House_id = data[row_number()[target][cumsum(target)]],
在详细信息部分。
解决方案
鉴于subset.txt 之类的文件在此处复制
H18105265_0
R1_0
Mab_3416311514210525745_W923650.80
T1_0
T2_0
T3_0
V64_0_2_010_ab171900171959
H18117631_0
R1_0
Maa_1240111711220682016_W123650.80
T1_0
V74_0_1_010_aa081200081259_aa081600081859_aa082100095659_aa095700101159_aa101300105059
H18121405_0
R1_0
Mab_2467211713110643835_W923650.80
T1_0
T2_0
V62_0_1_010_090500092459_100500101059_101100101659_140700140859_141100141359
H71811763_0
R1_0
Maa_5325411210120486554_W923650.80
Mab_5325411210110485554_W723650.80
T1_0
T2_0
T3_0
T4_0
以及像df 这样的参考数据集在此处复制
df <- tibble::tribble(
~House_id, ~id, ~new_weight,
18105265, "Mab", 4567,
18117631, "Maa", 3367,
18121405, "Mab", 4500,
71811763, "Maa", 2455,
71811763, "Mab", 2872
)
以下解决方案
# For manipulating data.
library(dplyr)
# ...
# Code to generate your reference 'df'.
# ...
# Specify the filepath.
text_filepath <- "subset.txt"
# Define the textual pattern for each data item we want, where the relevant
# values are divided into their own capture groups.
regex_house_id <- "(H)(\\d+)(_)(\\d)"
regex_weighted_label <- "(M[a-z]{2,})(_)(\\d+)(_W)(\\d+(\\.\\d+)?)"
# Read the textual data (into a dataframe).

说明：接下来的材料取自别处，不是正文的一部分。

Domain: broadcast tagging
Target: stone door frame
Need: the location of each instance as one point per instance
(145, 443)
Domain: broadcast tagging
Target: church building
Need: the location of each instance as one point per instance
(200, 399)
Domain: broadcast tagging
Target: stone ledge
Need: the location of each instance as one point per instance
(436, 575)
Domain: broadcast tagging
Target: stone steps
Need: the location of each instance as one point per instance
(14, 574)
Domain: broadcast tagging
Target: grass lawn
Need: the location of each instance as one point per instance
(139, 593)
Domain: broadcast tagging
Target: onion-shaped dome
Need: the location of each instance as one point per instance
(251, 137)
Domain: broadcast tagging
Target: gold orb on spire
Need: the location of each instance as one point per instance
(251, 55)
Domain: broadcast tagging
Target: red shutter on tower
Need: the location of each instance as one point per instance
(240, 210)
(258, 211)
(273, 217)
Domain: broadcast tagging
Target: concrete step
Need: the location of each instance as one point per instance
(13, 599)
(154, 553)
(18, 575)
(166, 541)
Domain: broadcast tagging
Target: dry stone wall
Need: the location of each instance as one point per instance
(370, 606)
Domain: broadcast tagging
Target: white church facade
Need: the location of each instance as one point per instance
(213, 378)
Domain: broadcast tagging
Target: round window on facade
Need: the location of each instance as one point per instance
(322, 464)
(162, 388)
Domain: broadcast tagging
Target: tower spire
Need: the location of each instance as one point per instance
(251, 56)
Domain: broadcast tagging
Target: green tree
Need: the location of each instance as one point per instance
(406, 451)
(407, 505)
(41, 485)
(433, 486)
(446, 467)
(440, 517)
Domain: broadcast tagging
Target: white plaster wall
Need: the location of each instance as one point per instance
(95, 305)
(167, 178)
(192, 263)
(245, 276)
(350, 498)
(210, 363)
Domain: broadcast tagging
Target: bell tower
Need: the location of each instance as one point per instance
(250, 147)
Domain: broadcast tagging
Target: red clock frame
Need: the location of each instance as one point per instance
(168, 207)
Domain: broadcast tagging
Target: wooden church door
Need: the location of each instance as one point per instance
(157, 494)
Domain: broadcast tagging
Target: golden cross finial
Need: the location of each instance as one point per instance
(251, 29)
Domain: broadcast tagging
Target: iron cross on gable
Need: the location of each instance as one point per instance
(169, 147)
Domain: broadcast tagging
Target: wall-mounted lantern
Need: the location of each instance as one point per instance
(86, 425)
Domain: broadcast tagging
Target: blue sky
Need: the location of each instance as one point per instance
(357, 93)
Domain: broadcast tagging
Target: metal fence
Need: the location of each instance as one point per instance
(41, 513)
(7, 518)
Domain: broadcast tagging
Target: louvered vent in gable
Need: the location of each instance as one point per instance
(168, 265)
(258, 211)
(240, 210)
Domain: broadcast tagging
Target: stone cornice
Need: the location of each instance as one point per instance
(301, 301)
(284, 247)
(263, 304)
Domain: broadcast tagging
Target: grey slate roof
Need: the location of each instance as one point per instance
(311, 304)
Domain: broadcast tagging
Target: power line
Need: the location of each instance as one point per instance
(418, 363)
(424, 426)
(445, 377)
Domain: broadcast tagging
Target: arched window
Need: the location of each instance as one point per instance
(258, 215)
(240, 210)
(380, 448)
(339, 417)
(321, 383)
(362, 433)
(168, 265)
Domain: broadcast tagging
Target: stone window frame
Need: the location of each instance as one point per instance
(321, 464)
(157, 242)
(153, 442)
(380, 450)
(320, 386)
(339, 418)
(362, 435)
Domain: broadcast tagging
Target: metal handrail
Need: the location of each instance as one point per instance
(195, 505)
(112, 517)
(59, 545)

data.frame(data = readLines(text_filepath)) %>%
# Transform the textual data.
mutate(
# Target (TRUE) the identifying row (house ID) for each (contiguous) group.
target = grepl(
# Use the textual pattern for house IDs.
pattern = regex_house_id,
x = data
),
# Map each row to its house ID.
House_id = data[row_number()[target][cumsum(target)]],
# Extract the underlying numeric ID from the house ID.
House_id = gsub(
pattern = regex_house_id,
# The numeric ID is in the 2nd capture group.
replacement = "\\2",
x = House_id
),
# Treat the numeric ID as a number.
House_id = as.numeric(House_id),
# Target (TRUE) the weighted labels.
target = grepl(
# Use the textual pattern for weighted labels.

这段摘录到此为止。